I've played through them all and the vinyl is all extremely quiet. The only exception, brief right channel breakup at the end of side two of Harvest. The sound is extremely hard to fault. There is great midrange presence and the highs are detailed but never seem to get aggressive. The only minor complaint I have is that the bass is a little fat and "thunky" at times. I have an early(1973) German pressing of EKTIN which has been my reference. I directly compared it to this pressing and the bass just has a little more definition yet remains warm. Otherwise, this reissue compares very well and is more quiet.

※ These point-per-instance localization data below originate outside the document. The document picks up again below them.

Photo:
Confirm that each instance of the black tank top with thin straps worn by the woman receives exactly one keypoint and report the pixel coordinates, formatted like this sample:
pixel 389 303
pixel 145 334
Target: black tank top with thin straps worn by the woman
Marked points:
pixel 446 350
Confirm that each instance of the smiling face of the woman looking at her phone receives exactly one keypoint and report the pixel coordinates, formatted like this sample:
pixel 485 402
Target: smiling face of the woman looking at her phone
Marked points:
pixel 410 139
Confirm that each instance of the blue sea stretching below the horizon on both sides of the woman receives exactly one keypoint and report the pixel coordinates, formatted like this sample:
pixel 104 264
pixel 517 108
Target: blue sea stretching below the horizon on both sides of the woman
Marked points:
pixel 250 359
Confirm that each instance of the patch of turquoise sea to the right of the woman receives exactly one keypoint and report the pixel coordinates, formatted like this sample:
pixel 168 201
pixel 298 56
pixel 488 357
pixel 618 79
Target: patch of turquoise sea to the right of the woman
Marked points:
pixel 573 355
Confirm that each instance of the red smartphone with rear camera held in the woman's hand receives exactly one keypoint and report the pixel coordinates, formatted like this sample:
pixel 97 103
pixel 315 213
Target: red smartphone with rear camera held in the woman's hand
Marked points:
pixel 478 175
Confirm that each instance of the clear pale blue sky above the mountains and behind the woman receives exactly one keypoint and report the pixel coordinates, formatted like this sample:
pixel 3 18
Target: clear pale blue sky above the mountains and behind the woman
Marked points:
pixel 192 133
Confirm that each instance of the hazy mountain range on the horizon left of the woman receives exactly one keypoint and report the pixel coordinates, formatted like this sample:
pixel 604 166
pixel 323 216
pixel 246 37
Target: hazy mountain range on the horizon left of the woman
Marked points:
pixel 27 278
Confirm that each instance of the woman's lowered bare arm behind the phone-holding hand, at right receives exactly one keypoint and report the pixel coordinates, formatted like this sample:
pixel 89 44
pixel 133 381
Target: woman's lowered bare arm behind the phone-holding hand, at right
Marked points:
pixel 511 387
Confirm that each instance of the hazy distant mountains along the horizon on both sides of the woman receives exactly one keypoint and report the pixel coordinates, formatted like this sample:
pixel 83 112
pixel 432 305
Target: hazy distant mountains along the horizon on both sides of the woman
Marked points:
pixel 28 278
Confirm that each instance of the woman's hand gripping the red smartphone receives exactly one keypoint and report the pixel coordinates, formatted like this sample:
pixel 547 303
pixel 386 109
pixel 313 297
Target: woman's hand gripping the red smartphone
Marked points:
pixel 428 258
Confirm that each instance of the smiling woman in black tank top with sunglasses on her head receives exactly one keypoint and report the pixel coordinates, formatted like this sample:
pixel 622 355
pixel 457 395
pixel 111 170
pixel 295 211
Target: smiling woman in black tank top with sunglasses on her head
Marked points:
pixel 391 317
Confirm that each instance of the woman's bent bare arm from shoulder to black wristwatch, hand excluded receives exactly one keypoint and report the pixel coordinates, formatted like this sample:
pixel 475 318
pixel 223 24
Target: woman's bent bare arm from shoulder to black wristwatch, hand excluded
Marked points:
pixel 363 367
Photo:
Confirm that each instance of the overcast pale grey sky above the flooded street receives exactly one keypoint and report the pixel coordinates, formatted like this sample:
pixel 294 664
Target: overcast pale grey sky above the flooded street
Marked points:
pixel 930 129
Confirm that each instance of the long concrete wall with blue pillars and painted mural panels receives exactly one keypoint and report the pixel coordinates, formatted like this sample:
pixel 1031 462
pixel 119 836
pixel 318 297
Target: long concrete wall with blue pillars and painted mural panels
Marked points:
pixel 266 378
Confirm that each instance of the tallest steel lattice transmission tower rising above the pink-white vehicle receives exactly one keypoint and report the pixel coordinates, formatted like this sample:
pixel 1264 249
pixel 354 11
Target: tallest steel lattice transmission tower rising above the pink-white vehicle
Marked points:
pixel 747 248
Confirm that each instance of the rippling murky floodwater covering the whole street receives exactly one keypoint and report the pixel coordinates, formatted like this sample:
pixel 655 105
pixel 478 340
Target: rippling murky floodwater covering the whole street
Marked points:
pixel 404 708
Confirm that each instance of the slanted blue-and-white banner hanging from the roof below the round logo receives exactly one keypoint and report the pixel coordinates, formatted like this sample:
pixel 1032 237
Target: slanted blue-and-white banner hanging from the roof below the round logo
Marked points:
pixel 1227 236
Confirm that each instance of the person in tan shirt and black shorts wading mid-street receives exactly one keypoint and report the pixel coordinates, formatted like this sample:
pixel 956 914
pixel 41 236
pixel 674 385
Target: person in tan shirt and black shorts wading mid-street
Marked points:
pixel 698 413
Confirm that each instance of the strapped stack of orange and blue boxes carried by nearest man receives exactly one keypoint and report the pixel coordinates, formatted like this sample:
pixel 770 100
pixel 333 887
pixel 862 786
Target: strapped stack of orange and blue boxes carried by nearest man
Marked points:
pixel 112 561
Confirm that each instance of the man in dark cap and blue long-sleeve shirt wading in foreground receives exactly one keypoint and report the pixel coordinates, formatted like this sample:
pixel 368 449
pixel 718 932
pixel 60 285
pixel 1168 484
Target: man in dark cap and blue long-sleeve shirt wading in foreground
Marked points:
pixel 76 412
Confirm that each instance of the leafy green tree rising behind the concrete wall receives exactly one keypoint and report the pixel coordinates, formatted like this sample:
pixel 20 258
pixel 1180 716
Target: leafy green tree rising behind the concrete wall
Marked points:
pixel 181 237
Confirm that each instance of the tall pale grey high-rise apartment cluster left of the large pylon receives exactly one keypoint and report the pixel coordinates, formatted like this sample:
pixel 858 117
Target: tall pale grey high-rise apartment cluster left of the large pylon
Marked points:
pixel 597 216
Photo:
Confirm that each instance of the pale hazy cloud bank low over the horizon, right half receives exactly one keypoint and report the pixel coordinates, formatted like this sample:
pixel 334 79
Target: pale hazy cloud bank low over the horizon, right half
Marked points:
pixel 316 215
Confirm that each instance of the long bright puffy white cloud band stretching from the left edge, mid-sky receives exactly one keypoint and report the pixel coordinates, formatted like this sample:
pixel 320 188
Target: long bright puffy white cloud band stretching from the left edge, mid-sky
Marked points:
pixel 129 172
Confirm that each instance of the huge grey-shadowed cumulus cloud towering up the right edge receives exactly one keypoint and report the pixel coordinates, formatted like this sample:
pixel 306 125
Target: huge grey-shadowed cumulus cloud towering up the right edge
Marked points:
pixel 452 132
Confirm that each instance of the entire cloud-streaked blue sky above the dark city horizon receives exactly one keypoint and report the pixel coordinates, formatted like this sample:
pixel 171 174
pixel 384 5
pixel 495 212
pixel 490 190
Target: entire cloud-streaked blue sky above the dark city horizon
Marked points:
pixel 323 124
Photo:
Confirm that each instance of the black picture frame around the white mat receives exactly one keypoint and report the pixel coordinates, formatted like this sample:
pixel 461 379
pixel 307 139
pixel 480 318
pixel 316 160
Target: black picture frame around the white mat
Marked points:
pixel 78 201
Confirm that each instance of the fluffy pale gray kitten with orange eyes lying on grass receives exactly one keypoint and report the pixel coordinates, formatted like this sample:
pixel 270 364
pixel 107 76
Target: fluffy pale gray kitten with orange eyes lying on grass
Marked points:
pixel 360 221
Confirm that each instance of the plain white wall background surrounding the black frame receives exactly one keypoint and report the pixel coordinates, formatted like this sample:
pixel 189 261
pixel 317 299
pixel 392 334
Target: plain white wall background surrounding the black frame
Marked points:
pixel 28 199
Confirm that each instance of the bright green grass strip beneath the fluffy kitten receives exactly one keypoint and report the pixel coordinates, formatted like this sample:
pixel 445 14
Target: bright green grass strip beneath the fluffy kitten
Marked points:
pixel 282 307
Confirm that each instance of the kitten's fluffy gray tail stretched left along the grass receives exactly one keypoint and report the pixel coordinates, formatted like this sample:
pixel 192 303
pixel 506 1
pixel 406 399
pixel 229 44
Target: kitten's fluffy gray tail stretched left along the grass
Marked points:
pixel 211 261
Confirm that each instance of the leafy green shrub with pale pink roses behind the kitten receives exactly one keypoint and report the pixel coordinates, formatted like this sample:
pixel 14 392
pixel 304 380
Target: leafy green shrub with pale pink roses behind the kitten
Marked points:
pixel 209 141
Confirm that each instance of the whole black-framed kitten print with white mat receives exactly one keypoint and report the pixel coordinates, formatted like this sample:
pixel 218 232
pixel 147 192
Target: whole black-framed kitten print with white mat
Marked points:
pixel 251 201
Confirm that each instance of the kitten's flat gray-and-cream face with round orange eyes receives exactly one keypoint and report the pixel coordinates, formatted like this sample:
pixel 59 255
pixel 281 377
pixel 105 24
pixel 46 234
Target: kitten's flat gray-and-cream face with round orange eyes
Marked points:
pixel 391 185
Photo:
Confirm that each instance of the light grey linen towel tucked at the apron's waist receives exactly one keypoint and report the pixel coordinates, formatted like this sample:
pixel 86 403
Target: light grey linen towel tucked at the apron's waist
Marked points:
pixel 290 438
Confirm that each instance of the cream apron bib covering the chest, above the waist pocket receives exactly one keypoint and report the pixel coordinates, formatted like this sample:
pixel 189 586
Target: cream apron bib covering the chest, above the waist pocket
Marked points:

Overall, Chris Bellman did a great job on this box in my opinion. I would probably rate it above his Greatest Hits effort but not quite in the same league as Massey Hall. I don't see how any Neil Young fan wouldn't be thrilled and find it well worth the price. I really hope they do a second set of four discs because some of my favorites from this catalogue are not included here. I won't hesitate to buy the next set if it ever materializes.
The David Crosby is a winner IMHO. Great music, and sound. It was different than CSN, but I still heard the influence. Artists on the album included Joni Mitchel, Graham Nash, and many Grateful Dead members. Just after enjoying the album, I put on a side of the CSN s/t Classic reissue. Such great music, but it sounded a bit flat in comparison to the David Crosby solo LP. The Classic was nice and quiet, so not to knock Classic. I think this may just be one of those you can't polish a turd circumstances. I am looking forward to hearing the Neil Young EKTIN.
My review of the Rhino 180 gram Crosby, Stills & Nash vinyl is now up at Myvinylreview. There is so much more bass on this reissue, that it sounds like the engineer for the original 1841 Broadway issue must have definitely rolled off the bass during mastering (this new version is like an RL Zep II compared to the original). Read the full review here:
Thanks for the link to your review 51nocaster, certainly sounds like a great job done by Rhino on this one. I listened to the Neil Young: Everybody Knows this is Nowhere last night. Overall, I was really impressed by it. I thought it leaned toward a fuller sound, w/ great detail. The 140 Gram vinyl as Jaybo said, was quiet. This and the David Crosby were nice purchases for me. I would give the Crosby an 8.5/10 for sound, and the Neil a 7.5/10. The CSN on classic maybe a 6.5/10. You know, the s/t couch album. Those are my review ratings for this month. Stay tuned for my CDP setup DVD, where in part 1, I will demonstrate opening the drawer. Seriously though, I hope to see more threads like this one, where we can share our thoughts on new Vinyl. After all, we are paying a premium for it, so it would be cool to hear more about it.